“Damn her,” he cried once to one of his cronies, a certain Lord Eldershaw, “in these days I hate the sight of her, with her skinny throat and face. What’s a woman for, after she looks like that? If she were not hanging about my neck I could marry some fine strapping girl who would give me an heir before a year was out.”
If young Roxholm did not hear this special anecdote, he heard others from various sources which were productive in him of many puzzled and somewhat anxious thoughts. “Why was it,” he pondered, “that women who had not the happy fortune of his mother seemed at so cruel a disadvantage—that men who were big and handsome having won them, grew tired of them and cast them aside, with no care for their loneliness and pain? Why had God so made them that they seemed as helpless as poor driven sheep? ’Twas not fair it should be so—he could not feel it honest, though he was beset by grave fears at his own contumacy since he had been taught that God ordained all things. Had he ordained this, that men should be tyrants, and base, and cruel, and that women should be feeble victims who had but the power to moan and die and be forgotten? There was my Lord Peterborough, who had fought against Algerine pirates, and at nineteen crowned his young brow with glory in action at Tripoli. To the boyish mind he was a figure so brilliant and gallant and to be adored that it seemed impossible to allow that his shining could be tarnished by a fault, yet ’twas but a year after his marriage with the fair daughter of Fraser of Mearns that he had wearied of his love and gaily sailed for the Algerine coast again. Whether the young Countess had bewailed her lot or not, Roxholm had not chanced to hear, but having had for husband a young gentleman so dazzling and full of fascination, how could she have found herself deserted and feel no heartache and shed no tears? My lord could sail away and fight corsairs, but her poor ladyship must remain behind and do battle only with her heart, gaining no laurels thereby.
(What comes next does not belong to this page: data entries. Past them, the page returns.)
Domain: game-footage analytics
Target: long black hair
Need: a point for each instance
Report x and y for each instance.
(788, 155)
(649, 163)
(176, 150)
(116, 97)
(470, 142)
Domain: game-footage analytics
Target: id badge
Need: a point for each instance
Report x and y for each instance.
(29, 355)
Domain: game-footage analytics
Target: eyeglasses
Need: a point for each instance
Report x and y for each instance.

The sentiment of the times was not one which rated women high or was fraught with consideration for female weakness. Charles Stuart taught men how women should be regarded, and the beauties of his Court had aided him in such manner as deepened the impression he had produced. A beauty had her few years of triumph in which she was pursued, intrigued with, worshipped, flattered, had madrigals sung in her honour; those years over, no one cared to hear of the remainder of her life. If there were dregs left in her cup, she drank them alone. A woman who had no beauty was often a mere drudging or child-bearing wife, scapegoat for ill-humour and morning headaches; victim, slave, or unnoticed appendage. This the whilom toast Lady Wildairs had become, and there were many like her.
The Earl of Dunstanwolde, who was the nobleman who had spoken to the Duke and Duchess of the Gloucestershire Baronet, was a distant kinsman, and a somewhat frequent visitor both at their Graces’ country estates and at their town establishment, Osmonde House. His own estate was near Gloucestershire, and he knew the stories of Wildairs Hall, as did so many others.